Fiquei gelado, quando ouvi a frase: "Vim a pé!".

Era uma noite de inícios de 2009, em Montfermeil, uma cidade na periferia de Paris, onde há hoje fortes tensões étnicas e em que vive uma significativa comunidade portuguesa, felizmente alheia a essa triste realidade. Vínhamos a sair da "mairie" em direção a um pavilhão gimnodesportivo, onde iria ter lugar uma recolha de fundos para um ação social, organizada por um cidadão português, que eu tinha decidido apoiar com a minha presença.

No trajeto entre os dois espaços, ia casualmente acompanhado de um simpático casal português, já idoso. Como muitas vezes acontece neste tipo de circunstâncias, perguntei-lhes de onde eram e há quanto tempo estavam em França. O marido disse-me ser da Beira, creio que de Sabugal, e que tinha chegado a França em 1967. Comentei a coincidência desse ser precisamente o ano da minha primeira deslocação a este país. Lembrava-me bem que saíra de Lisboa, da "rotunda do relógio", à boleia, no final de julho, chegando a Paris no dia 4 de agosto.

"E o meu amigo como veio?, perguntei.

"A pé. Vim a pé", respondeu-me, com grande serenidade, sem qualquer dramatismo.

"A pé? Desde Portugal? Não apanhou nenhuma boleia? Não fez parte do caminho de comboio ou de autocarro?

"Não, vim a pé, todo o caminho, da minha terra até Champigny, com uns amigos. Demorei algumas semanas a chegar", adiantando-me um número de dias que não fixei, mas que era impressionante. Explicou-me então que dormiam nas bermas das estradas e que cantavam, para se animarem. "Rebentavam-nos os pés, mas tinha de ser", explicou, com um sorriso de total naturalidade.

Intimamente, sem o deixar transparecer, eu estava chocado. Tinha ouvido falar muito das trágicas condições em que os portugueses saíam do país nesses anos 60 e 70, das passagem da fronteira "a salto", dos "passadores", da exploração de que eram objeto por parte de outros seus compatriotas, das condições quase infra-humanas do seu transporte para França e Alemanha, mas - imperdoável desconhecimento meu! - nunca ouvira dizer que alguns haviam palmilhado todo o caminho em direção a um futuro em que colocavam toda a esperança.
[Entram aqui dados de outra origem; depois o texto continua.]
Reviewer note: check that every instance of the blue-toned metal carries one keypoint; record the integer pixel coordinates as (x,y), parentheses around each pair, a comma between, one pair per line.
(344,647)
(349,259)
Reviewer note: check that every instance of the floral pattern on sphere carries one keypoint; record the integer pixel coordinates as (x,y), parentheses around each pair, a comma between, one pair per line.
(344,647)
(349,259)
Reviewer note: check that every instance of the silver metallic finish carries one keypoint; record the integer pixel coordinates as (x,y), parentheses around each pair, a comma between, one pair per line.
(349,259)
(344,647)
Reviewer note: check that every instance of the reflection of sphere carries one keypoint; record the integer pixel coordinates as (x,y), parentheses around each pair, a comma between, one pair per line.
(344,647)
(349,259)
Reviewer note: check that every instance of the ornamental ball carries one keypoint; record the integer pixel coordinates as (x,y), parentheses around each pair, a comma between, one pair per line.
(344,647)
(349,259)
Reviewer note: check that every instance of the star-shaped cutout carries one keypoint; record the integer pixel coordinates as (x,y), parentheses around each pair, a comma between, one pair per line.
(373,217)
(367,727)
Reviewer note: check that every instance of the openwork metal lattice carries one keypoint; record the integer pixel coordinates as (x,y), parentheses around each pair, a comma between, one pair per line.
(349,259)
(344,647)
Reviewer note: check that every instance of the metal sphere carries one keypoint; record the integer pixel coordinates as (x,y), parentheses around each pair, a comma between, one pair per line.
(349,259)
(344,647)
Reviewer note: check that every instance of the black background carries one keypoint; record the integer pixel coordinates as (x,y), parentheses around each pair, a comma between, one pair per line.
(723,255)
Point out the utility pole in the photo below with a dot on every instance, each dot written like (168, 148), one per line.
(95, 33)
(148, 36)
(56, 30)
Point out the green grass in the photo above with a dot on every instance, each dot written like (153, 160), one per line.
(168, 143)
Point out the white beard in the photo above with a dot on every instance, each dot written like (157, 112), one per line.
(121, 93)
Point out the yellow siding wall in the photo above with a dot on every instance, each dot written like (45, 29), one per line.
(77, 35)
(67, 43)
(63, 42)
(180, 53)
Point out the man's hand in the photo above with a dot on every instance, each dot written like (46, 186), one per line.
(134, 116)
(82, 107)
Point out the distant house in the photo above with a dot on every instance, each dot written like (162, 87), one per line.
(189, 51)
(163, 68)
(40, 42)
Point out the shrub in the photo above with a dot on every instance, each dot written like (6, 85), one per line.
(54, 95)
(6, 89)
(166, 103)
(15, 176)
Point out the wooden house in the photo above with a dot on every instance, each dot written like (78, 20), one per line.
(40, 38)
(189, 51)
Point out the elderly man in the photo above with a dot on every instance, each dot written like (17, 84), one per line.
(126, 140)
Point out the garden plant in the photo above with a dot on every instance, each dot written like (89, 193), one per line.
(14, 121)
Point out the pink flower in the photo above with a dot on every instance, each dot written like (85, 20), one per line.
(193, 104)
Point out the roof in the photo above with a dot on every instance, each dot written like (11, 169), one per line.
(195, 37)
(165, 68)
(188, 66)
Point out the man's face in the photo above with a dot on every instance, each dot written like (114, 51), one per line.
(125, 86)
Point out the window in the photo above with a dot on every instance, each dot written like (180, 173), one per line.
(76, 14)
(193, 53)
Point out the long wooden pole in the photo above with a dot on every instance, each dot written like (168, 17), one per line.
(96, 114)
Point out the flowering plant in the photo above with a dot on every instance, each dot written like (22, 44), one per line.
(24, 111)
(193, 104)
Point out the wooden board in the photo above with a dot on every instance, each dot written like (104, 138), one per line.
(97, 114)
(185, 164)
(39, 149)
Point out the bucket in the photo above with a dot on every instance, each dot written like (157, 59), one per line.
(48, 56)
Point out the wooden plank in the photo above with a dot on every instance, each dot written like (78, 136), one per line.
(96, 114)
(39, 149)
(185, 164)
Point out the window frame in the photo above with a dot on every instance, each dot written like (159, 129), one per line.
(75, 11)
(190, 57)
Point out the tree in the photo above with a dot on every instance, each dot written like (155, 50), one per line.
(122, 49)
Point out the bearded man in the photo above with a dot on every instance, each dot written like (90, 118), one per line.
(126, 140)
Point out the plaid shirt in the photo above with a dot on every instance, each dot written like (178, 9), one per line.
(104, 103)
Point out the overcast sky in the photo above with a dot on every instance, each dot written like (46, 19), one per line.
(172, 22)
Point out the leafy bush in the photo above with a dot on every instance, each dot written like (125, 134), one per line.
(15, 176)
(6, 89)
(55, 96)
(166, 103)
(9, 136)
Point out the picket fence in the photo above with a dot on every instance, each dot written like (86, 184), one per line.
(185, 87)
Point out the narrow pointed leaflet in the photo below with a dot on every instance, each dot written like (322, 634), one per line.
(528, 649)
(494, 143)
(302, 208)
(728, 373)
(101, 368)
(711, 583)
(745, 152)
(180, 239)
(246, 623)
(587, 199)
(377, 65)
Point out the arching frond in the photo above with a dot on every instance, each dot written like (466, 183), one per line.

Hoje, dia de Natal, lembrei-me desse nosso compatriota de Montfermeil. Na pessoa dele, desejo o melhor Natal possível às centenas de milhar de portugueses que, com dificuldades muito diversas, foram forçados a abandonar o seu país e que aqui ajudaram, com o seu trabalho e com a sua dignidade, a tornar a palavra seriedade um sinónimo de Portugal. Nunca lhes agradeceremos demais por isso.

sábado, dezembro 24, 2011

À esquina da Gomes


Sabem o que é a Gomes? A maioria dos leitores deste blogue não sabe, estou certo. Tal como acontece em todas as cidades, Vila Real tem um café de culto. Neste caso, a Pastelaria Gomes.

Porquê a Gomes? Porque sim. Distinguiu-se sempre da antiga Pompeia, do meu desaparecido amigo Neves, por ser mais cosmopolita; da Rosas, do sr. Rosas, por ser mais intimista e dispensar as bizarrias do Toninho; do Excelsior, por ser mais elitista, por esconder os bilhares e não ter dominó; do Clube, por não ser habitual por lá ver comerciantes de gado de samarra e cajado; do Imperial, do sr. Lima, por ali não ser hábito ver o patrão a bater nos clientes; da Brasileira, logo em frente, porque, c'os diabos!, nunca custou nada atravessar a rua.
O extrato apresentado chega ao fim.